三波春夫 “元禄名槍譜 俵星玄蕃” (????)

…全くの季節外れな選曲ですみません。

昭和の日本が生んだ史上最高峰のヴォーカリスト、三波春夫。大正12年(1923)新潟県に生まれ、昭和11年(1936)に家族と上京。当時の流行歌手=浪曲歌手に憧れ、昭和14年(1939)に日本浪曲学校に入学。浪曲家「南條文若/なんじょう ふみわか」として有名になるも、昭和19年(1944)に徴兵召集で満州に入営。ソ連と戦闘の末捕虜となり4年間シベリア抑留、昭和24年(1949)に帰国。浪曲師として再び活動するも既に浪曲人気は陰りがあり、世の中は演歌・大衆歌謡。そこで「三波春夫」と改名し歌謡曲を歌い始めます。そこで歌われた数々のヒット曲ー”チャンチキおけさ””大利根無情””東京五輪音頭””世界の国からこんにちは””雪の渡り鳥””船方さんよ””ルパン音頭”など、実に幅広い守備範囲。「お客様は神様です」の名言を生んだほど真摯なエンタテインメントへの姿勢は生涯変わらなかったといいます。平成13年(2001)4月、前立腺癌により77歳で逝去。

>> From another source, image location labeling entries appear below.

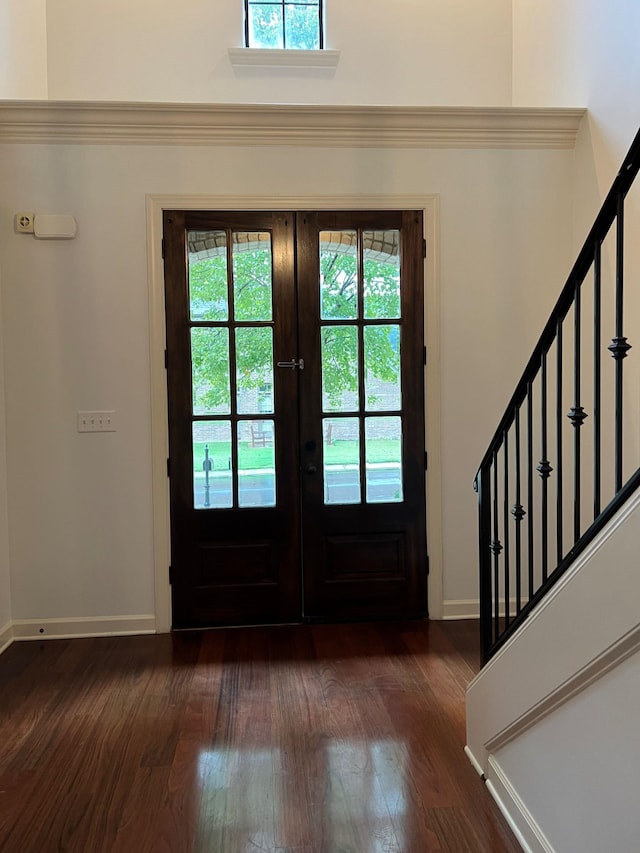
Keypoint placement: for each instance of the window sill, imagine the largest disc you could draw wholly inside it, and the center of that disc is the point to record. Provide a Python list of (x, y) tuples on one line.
[(284, 58)]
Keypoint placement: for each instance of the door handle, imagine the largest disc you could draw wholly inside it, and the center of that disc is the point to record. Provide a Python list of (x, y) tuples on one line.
[(299, 363)]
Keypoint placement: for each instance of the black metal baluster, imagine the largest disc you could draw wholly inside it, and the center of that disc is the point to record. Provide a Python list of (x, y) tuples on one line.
[(597, 372), (619, 346), (518, 513), (506, 565), (559, 423), (530, 482), (483, 488), (576, 414), (544, 469), (496, 547)]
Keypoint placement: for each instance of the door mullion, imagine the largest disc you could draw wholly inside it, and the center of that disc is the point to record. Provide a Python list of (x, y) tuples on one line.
[(233, 384)]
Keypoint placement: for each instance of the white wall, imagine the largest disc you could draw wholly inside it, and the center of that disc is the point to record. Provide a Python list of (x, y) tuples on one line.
[(421, 52), (578, 770), (5, 579), (582, 52), (76, 335), (23, 49), (552, 718)]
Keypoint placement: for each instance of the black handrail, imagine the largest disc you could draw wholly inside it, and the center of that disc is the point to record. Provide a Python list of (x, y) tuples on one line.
[(521, 435)]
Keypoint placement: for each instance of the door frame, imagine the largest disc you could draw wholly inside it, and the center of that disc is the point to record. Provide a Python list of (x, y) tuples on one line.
[(155, 205)]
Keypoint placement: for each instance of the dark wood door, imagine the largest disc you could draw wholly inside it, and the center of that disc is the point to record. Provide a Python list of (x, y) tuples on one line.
[(360, 278), (296, 426), (231, 315)]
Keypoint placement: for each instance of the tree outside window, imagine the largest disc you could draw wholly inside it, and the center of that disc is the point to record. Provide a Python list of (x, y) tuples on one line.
[(284, 24)]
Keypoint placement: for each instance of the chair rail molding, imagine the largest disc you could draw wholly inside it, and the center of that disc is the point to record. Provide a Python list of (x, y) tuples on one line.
[(110, 122)]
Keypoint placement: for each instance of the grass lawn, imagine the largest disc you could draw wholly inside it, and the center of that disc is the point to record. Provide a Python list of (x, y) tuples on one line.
[(340, 453)]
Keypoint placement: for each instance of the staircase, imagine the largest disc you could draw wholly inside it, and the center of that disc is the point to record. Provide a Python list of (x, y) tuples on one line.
[(552, 715), (564, 458)]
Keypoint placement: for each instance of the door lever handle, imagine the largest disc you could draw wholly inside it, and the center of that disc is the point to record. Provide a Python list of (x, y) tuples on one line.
[(299, 363)]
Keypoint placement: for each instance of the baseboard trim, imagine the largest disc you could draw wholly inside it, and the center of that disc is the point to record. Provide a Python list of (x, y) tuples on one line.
[(6, 636), (524, 827), (474, 762), (461, 609), (96, 626)]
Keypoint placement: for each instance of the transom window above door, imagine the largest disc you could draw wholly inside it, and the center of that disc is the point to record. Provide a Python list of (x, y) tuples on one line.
[(284, 24)]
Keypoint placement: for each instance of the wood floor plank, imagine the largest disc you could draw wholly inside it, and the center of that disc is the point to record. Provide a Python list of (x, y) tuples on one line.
[(292, 739)]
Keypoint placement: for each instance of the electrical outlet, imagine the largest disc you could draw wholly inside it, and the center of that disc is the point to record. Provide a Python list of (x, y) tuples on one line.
[(97, 421), (24, 222)]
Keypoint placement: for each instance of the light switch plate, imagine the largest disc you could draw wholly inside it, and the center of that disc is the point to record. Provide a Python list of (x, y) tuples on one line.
[(104, 421)]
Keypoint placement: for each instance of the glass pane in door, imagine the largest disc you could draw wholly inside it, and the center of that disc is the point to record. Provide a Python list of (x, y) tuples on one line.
[(381, 252), (256, 463), (212, 474), (252, 276), (254, 370), (208, 286), (383, 455), (341, 457), (211, 389), (338, 275), (339, 368), (382, 368)]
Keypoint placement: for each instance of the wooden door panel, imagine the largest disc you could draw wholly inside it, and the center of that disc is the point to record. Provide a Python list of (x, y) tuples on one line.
[(345, 536), (234, 564), (362, 559)]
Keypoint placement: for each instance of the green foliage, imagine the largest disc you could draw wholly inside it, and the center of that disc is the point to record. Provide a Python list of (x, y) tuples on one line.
[(252, 302), (252, 458)]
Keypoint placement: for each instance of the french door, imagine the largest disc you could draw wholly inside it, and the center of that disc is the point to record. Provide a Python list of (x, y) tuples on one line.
[(296, 416)]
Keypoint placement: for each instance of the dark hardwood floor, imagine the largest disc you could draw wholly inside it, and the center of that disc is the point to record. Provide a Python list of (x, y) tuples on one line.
[(303, 739)]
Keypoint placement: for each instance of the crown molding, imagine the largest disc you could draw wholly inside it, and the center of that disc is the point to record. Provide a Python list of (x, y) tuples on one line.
[(108, 122)]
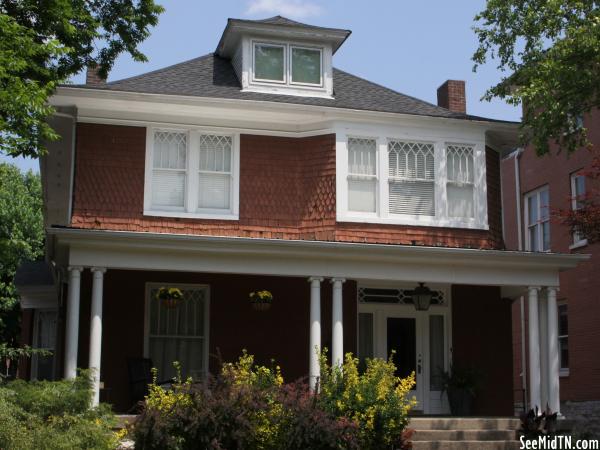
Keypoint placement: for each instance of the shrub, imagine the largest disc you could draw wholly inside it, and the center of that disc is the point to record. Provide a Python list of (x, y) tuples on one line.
[(377, 400), (53, 415), (248, 407)]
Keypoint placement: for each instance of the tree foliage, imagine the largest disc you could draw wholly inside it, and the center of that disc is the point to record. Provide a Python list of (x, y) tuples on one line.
[(43, 43), (21, 238), (549, 52)]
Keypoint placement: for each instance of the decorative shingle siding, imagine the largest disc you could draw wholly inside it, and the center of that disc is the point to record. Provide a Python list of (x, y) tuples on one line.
[(287, 191)]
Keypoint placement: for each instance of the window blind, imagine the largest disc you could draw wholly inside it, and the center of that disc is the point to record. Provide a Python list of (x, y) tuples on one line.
[(362, 174), (411, 178), (169, 167), (215, 172), (460, 188)]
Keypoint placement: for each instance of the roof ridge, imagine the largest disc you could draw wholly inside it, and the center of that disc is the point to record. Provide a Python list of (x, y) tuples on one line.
[(399, 93), (161, 69)]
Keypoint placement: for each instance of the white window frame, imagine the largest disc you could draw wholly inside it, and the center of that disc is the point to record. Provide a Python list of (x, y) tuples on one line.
[(291, 62), (382, 214), (564, 371), (191, 209), (285, 63), (206, 325), (539, 224), (578, 241)]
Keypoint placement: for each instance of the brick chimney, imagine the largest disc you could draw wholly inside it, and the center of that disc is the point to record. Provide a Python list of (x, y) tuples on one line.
[(92, 78), (451, 95)]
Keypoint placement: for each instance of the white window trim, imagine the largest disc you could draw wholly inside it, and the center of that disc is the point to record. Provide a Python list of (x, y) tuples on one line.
[(536, 192), (205, 337), (190, 210), (578, 242), (291, 62), (285, 62), (382, 214)]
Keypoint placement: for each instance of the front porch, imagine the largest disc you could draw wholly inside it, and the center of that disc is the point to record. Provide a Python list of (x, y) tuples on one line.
[(323, 298)]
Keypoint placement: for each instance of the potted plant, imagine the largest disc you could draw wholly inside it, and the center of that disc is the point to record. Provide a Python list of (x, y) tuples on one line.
[(261, 300), (460, 384), (171, 297)]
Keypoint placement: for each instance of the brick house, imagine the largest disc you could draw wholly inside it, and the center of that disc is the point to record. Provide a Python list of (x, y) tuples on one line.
[(534, 187), (261, 166)]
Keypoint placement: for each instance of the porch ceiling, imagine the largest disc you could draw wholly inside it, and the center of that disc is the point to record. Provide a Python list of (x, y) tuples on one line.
[(167, 252)]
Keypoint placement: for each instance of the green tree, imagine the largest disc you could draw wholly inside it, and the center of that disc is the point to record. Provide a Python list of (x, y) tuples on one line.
[(43, 43), (549, 53), (21, 238)]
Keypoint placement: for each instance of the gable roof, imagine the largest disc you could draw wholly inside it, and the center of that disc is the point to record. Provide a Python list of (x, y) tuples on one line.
[(212, 76)]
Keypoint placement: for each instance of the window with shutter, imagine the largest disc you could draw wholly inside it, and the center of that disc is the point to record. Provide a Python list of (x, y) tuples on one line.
[(215, 172), (461, 181), (169, 169), (362, 174), (411, 178)]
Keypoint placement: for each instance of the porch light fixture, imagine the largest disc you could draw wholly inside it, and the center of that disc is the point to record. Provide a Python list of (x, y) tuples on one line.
[(421, 296)]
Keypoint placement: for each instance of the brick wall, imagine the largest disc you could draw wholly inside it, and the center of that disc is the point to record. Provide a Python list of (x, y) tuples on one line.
[(579, 287), (287, 191)]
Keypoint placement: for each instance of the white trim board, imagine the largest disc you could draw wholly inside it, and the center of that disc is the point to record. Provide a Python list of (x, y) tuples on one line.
[(186, 253)]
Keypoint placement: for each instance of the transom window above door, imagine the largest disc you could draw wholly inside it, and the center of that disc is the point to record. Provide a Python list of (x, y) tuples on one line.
[(412, 182), (191, 173)]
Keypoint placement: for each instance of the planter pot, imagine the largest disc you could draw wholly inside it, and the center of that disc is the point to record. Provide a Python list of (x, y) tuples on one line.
[(261, 306), (461, 402)]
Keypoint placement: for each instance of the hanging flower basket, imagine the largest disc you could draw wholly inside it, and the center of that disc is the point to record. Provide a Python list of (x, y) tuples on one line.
[(261, 300), (170, 297)]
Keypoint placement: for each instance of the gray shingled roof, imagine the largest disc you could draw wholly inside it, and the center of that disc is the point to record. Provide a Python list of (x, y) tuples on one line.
[(214, 77)]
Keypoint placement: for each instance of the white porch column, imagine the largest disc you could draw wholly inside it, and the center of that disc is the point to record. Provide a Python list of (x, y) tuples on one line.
[(72, 326), (534, 350), (314, 371), (337, 338), (96, 331), (553, 356)]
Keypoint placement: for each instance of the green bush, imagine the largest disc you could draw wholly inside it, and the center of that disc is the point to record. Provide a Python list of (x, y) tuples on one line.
[(249, 406), (53, 415)]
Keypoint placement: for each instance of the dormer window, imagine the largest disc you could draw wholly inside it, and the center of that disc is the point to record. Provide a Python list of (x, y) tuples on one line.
[(287, 64)]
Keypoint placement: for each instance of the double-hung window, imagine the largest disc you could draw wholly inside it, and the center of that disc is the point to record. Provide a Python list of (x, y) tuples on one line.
[(577, 198), (563, 337), (192, 174), (460, 186), (537, 223), (362, 175), (411, 178)]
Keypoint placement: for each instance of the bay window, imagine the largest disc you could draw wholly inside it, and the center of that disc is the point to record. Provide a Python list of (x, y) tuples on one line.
[(191, 173), (412, 182)]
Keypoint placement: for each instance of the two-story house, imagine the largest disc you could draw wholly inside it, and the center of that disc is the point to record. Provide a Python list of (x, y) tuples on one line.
[(261, 166), (534, 189)]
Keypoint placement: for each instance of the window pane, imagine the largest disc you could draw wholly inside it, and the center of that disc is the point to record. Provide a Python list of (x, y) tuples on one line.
[(544, 205), (306, 66), (412, 197), (168, 188), (362, 195), (460, 200), (362, 155), (268, 62), (214, 191), (436, 353)]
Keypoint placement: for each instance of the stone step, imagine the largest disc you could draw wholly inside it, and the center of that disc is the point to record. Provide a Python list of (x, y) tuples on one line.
[(464, 423), (464, 435), (465, 445)]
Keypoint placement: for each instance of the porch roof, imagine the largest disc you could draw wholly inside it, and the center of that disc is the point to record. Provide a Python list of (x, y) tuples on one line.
[(192, 253)]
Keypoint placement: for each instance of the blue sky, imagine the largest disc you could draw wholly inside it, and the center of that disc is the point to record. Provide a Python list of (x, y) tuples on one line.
[(409, 46)]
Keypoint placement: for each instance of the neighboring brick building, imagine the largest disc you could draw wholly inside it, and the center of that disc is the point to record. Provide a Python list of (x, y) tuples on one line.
[(559, 178), (263, 167)]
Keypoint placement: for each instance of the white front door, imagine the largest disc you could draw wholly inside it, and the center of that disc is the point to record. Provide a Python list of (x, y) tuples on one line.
[(420, 341)]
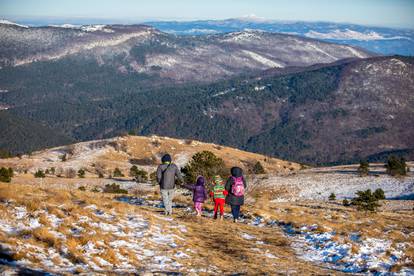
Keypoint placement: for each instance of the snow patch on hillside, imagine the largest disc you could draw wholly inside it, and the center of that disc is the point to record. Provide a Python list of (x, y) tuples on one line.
[(7, 22), (351, 35), (263, 60)]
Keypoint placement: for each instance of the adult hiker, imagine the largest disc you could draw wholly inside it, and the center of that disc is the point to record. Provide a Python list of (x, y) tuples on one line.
[(235, 186), (167, 173)]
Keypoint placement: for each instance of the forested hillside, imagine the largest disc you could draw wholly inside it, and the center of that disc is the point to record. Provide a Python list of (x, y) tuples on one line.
[(324, 114), (20, 135)]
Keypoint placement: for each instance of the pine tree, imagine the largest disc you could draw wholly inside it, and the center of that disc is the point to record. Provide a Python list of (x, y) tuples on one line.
[(81, 173), (39, 174), (6, 174), (363, 169), (118, 173), (396, 166), (366, 201), (138, 175), (204, 163), (258, 168), (379, 194)]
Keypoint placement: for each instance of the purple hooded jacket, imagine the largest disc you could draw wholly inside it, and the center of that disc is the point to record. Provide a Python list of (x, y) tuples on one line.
[(198, 189)]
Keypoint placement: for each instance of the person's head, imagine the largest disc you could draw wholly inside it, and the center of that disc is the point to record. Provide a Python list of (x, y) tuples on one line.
[(200, 181), (217, 180), (236, 172), (166, 158)]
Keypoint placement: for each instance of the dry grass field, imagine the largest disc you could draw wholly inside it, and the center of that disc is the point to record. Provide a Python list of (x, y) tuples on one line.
[(50, 225)]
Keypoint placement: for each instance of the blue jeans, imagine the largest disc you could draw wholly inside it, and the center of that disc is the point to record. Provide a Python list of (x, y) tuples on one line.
[(167, 197), (235, 211)]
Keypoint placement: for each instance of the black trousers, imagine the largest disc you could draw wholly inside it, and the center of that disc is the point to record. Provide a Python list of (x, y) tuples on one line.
[(235, 211)]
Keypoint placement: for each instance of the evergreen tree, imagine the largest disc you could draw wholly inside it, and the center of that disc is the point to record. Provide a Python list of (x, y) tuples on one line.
[(258, 168), (40, 174), (118, 173), (366, 201), (363, 168), (396, 166), (6, 174), (138, 175), (379, 194), (81, 173), (204, 163)]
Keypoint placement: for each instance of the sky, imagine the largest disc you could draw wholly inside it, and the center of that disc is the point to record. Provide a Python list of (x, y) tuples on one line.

元禄名槍譜 俵星玄蕃”は三波の代表曲のひとつで、彼の出自である浪曲と歌謡曲を融合させた「長編歌謡浪曲」の最高傑作。作詞は三波自身、作曲は”大利根無情”などを書いた長津義司。「忠臣蔵」を題材に、架空の人物「俵星玄蕃」が主人公の物語で、歌唱部分とセリフ部分が入り組んだ壮大な楽曲です。「時に元禄十五年十二月十四日、江戸の夜風をふるわせて、響くは山鹿流儀の陣太鼓、しかも一打ち二打ち三流れ、思わずハッと立ち上がり…」という名調子がカッコよく、私のお気に入りでもあります。
この映像の詳細は不明ですが、前奏前セリフ込みの完全版です(尺が長いので当時、歌番組ではかなり省略されることが多かったのでこれは貴重)。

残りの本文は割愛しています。